I initially started off committing everything I worked on to Github in different sub folders in the same repo. All of my internal analyses that aren’t meant for a public report or peer reviewed paper went into different folders in the same general ‘internal’ private repo. This worked all right when it was just me using the repo. But when I brought a co-worker into the mix, we soon realized what a pain it actually is to try to collaborate on GitHUB on a day to day basis. We were spending a load of time messing around with merge conflicts and all sorts of other un-intuitive issues. We felt GitHUB was cumbersome for day to day analysis collaboration internally.
So now I would like to move back to simply using Google Drive for internal analyses. Google drive is great for version controlling (especially now that you can ‘name versions’ in Google Drive similar to a GitHUB commit). I sometimes rely on the revision history of Google Drive to actually roll back a script, because it’s way more intuitive than doing that in Git not to mention that every time you save your script in, it gets an un-named version in Google Drive, so the chances of not losing your work is actually greater using Google Drive. Google Drive allows you share all the files you and data you need, and using the
here() package we shouldn’t have to worry about working directories.
I think GitHUB is useful for presenting analysis in an open science context for public communication artifacts, whether thats a paper, a poster, a presentation, or a dashboard. Using the fork and pull method, external collaborators or reviewers can fork your repository, make changes, and send you a pull request. In all likelihood that probably wont happen that much.

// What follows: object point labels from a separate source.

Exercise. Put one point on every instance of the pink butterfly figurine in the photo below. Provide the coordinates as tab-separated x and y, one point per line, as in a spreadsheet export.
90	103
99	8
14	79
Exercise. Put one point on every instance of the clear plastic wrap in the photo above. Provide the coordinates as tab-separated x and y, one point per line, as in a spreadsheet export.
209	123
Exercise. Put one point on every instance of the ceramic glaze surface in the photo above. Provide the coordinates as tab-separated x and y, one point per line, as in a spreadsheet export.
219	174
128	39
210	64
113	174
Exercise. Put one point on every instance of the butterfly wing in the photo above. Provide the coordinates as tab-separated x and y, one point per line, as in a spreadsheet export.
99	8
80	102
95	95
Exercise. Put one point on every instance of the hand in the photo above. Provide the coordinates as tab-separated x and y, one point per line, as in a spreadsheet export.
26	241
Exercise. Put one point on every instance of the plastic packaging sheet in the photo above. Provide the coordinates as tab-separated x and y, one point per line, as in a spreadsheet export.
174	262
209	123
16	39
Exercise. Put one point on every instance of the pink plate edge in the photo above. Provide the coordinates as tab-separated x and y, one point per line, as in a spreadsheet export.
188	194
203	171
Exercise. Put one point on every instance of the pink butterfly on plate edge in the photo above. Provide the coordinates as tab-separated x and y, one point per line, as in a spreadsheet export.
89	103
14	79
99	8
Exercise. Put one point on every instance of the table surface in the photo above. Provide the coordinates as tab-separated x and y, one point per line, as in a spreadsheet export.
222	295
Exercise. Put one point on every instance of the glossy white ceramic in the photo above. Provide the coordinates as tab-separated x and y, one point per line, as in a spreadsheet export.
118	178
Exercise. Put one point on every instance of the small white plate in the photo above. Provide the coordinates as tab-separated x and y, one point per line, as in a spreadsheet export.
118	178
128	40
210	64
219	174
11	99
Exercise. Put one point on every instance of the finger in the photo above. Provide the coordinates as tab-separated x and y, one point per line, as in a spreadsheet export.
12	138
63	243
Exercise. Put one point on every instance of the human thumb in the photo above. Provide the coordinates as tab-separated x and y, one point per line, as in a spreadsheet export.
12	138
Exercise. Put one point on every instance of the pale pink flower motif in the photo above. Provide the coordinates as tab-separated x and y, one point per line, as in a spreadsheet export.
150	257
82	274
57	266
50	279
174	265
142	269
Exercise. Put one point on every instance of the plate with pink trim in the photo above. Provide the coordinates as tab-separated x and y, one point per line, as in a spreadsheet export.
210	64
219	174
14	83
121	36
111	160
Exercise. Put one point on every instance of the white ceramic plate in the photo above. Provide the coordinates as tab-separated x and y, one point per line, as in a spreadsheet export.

The biggest benefits of putting my analysis into public repos on GitHUB is that it adds an additional level of peer review, it shows there’s nothing to hide in my analytical methods, other people can build off my work.
So in summary:
For internal analysis: We use Google drive combined with R-Studio projects and the
herepackage and load data from within our google drive folder. Doing this we can achieve easier collaboration and maximal portability of scripts.
We use GitHUB for public analyses related to science communication artifacts. Scripts there load data from citable data packages or our internal database via an api.
Does anyone else use a similar workflow? Are there any disadvantages to this that I may not see?